Depth vs. breadth:  Given our focused media approach, press kits mailings were not part of our program.  Instead, in-person meetings with Fortune, The Wall Street Journal, Business Week and other media ensured accurate understanding and coverage of Marketocracy in those publications most likely to reach our target audience.  Reporters were also encouraged to gain firsthand knowledge of Marketocracy by participating in an invitation-only beta test of the site prior to launch.  

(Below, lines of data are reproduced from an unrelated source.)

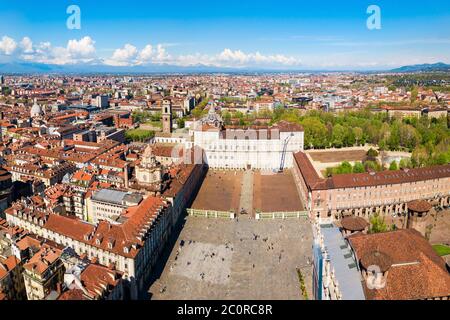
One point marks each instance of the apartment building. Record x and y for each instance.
(364, 194)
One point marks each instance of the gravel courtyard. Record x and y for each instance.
(237, 259)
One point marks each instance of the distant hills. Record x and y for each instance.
(424, 68)
(23, 67)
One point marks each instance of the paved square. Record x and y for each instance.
(203, 261)
(260, 259)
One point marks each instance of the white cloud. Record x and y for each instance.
(125, 56)
(27, 45)
(146, 54)
(84, 47)
(238, 58)
(76, 51)
(7, 45)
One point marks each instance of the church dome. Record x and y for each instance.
(36, 110)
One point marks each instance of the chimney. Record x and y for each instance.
(125, 173)
(59, 288)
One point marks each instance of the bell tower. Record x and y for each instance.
(167, 116)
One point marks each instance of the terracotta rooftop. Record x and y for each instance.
(353, 223)
(358, 180)
(419, 206)
(416, 271)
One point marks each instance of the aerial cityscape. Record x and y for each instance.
(244, 152)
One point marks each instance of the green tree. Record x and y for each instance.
(372, 154)
(358, 168)
(358, 133)
(393, 166)
(338, 135)
(377, 224)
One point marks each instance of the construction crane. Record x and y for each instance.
(283, 154)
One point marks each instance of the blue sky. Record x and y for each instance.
(274, 34)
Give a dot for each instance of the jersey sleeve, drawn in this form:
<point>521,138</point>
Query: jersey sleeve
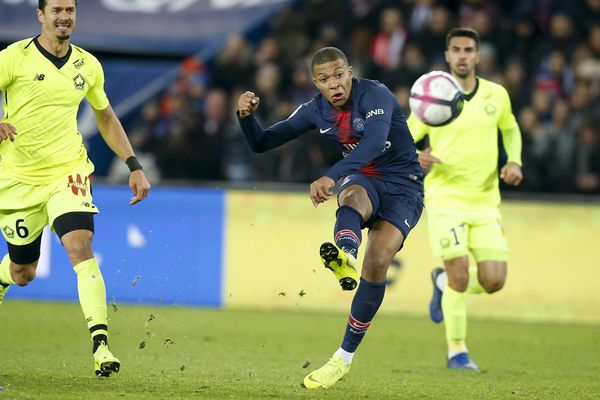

Continued impact:  Because a limited set of reporters were exposed initially to the Marketocracy story, we were able to avoid saturating the media marketplace.  More than seven months after launch, publications continue to cover Marketocracy as they “discover” the company for the first time.  As a result, Marketocracy membership has continued to increase long after the original campaign goals were achieved.

RESULTS

Since its inception, Marketocracy has generated more than 54 million media impressions.  The goal of 10,000 members was achieved by the tenth week of the campaign; that figure tripled to 30,000 members by week 25, significantly exceeding the company’s expectations.
As a result of the Edelman team’s efforts, the media has enthusiastically embraced Marketocracy.  Coverage to-date includes The Wall Street Journal, Fortune, Business Week, New York Times, CNBC, CNNfn, and the Chicago Sun-Times.  Marketocracy was named one of the six “Best Investing Web Sites” by U.S. News & World Report, along with such established, industry leaders as Schwab.com, Morningstar.com, and Datek.com.  The site was also recently included in the Forbes’ Best of Web edition.